Nazi actions in Poland were barbarous and deliberately designed to destroy Polish society through mass executions of political leaders, the intelligentsia, and religious leaders with the intention of leaving a massive peasant underclass to be used as slave labour, as the United States Holocaust Memorial Museum article ‘Poles: Victims of the Nazi Era’ explains.

Landowners, clergymen, government officials, university professors, teachers, doctors, dentists, officers, journalists, and others were killed in mass executions or sent to concentration camps:

The Polish scholar Franciszek Piper, the chief historian of Auschwitz, estimates that 140,000 to 150,000 Poles were brought to that camp between 1940 and 1945, and that 70,000 to 75,000 died there as victims of executions, of cruel medical experiments, and of starvation and disease. Some 100,000 Poles were deported to Majdanek, and tens of thousands of them died there. An estimated 20,000 Poles died at Sachsenhausen, 20,000 at Gross-Rosen, 30,000 at Mauthausen, 17,000 at Neuengamme, 10,000 at Dachau, and 17,000 at Ravensbrueck. In addition, victims in the tens of thousands were executed or died in the thousands of other camps-including special children’s camps such as Lodz and its subcamp, Dzierzazn—and in prisons and other places of detention within and outside Poland.
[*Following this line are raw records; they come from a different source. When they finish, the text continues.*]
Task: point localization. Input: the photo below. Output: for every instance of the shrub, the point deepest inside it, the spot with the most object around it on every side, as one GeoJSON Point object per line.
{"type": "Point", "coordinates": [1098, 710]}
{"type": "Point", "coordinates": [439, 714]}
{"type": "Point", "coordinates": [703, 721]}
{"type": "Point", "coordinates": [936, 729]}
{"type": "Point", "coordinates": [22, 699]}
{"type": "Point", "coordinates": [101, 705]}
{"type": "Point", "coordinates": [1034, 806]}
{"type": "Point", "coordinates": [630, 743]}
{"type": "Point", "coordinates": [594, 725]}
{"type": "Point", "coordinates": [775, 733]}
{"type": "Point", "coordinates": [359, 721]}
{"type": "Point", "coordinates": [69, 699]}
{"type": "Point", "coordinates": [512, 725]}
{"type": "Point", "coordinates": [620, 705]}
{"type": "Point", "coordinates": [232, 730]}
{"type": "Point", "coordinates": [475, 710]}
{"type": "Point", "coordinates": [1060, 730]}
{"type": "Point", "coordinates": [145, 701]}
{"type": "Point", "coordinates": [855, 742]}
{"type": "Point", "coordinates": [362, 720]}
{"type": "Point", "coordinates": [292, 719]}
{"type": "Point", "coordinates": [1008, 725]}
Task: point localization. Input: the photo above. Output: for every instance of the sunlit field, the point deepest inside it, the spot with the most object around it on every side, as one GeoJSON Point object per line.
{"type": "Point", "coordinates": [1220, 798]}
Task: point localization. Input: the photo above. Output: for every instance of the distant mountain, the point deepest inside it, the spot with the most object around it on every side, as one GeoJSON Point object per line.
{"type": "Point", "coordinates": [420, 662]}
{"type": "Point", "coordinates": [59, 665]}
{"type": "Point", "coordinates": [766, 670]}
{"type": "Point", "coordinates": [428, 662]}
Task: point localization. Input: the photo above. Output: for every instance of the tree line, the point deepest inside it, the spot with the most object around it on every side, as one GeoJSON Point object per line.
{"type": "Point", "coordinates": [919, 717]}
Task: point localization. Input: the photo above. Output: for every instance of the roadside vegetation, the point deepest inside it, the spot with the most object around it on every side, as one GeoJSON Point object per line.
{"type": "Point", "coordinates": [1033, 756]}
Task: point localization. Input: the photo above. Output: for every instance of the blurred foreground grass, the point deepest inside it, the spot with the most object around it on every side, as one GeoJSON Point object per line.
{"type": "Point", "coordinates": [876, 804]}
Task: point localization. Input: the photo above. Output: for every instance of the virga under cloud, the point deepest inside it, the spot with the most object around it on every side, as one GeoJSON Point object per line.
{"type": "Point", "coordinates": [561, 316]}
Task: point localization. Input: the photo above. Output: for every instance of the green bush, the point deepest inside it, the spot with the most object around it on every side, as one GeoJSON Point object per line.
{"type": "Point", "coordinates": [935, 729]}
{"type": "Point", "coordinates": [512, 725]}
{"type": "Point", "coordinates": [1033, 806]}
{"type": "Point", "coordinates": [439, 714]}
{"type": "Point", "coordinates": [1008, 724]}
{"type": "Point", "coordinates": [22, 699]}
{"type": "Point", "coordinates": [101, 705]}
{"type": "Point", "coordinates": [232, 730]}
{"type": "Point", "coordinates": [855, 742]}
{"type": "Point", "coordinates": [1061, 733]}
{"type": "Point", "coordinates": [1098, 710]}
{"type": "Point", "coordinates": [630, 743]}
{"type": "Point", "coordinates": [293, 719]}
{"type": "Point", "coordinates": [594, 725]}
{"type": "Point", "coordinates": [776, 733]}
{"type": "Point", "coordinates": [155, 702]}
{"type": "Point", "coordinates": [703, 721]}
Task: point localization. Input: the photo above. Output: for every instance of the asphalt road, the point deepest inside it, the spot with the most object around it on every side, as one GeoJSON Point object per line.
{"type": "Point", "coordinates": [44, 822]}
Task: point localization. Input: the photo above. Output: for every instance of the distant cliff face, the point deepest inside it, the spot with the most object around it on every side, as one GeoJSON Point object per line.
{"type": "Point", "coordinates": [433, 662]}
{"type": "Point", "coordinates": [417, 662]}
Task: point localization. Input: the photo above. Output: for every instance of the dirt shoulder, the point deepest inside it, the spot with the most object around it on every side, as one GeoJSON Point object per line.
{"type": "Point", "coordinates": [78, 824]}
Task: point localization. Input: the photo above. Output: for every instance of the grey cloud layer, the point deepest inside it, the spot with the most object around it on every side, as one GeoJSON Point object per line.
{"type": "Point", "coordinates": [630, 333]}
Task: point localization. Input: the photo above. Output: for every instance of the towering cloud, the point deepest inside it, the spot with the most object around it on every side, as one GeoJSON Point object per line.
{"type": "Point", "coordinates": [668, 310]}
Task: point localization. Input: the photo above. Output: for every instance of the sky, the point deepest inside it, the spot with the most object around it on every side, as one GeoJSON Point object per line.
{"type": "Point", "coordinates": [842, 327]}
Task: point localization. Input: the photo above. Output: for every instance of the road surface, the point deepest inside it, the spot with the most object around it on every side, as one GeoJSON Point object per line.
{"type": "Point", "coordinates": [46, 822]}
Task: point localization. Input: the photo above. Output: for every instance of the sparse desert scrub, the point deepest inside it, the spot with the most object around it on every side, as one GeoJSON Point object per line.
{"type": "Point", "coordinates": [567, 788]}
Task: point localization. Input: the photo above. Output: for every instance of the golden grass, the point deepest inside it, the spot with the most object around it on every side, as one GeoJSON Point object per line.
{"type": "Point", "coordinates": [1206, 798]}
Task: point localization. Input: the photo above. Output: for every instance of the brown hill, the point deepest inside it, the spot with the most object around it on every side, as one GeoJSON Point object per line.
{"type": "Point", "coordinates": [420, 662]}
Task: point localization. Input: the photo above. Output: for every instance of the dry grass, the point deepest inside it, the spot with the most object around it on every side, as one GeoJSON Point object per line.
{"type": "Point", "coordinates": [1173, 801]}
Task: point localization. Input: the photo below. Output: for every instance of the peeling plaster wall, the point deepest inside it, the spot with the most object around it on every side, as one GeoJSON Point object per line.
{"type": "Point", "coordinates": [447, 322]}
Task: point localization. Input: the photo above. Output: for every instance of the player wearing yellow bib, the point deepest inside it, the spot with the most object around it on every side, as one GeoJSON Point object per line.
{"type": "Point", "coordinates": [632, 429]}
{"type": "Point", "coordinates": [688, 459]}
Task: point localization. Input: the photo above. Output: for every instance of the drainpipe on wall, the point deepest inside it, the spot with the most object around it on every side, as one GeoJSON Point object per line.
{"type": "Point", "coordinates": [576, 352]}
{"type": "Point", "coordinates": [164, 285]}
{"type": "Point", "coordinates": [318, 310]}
Universities, schools, museums, libraries, and scientific laboratories were closed or destroyed. Education was limited to the bare minimum, as explained in Himmler’s May 1940 memorandum:

The sole goal of this schooling is to teach them simple arithmetic, nothing above the number 500; writing one’s name; and the doctrine that it is divine law to obey the Germans. … I do not think that reading is desirable.

Hundreds of thousands of Poles were expelled from their homes, and able bodied adults and teenagers were forced into slave labour.

Robert West’s ‘Christian’ BNP group compares all this to immigration into Britain from the developing world and asks: what is the difference?

Are there no depths to which these people will not sink?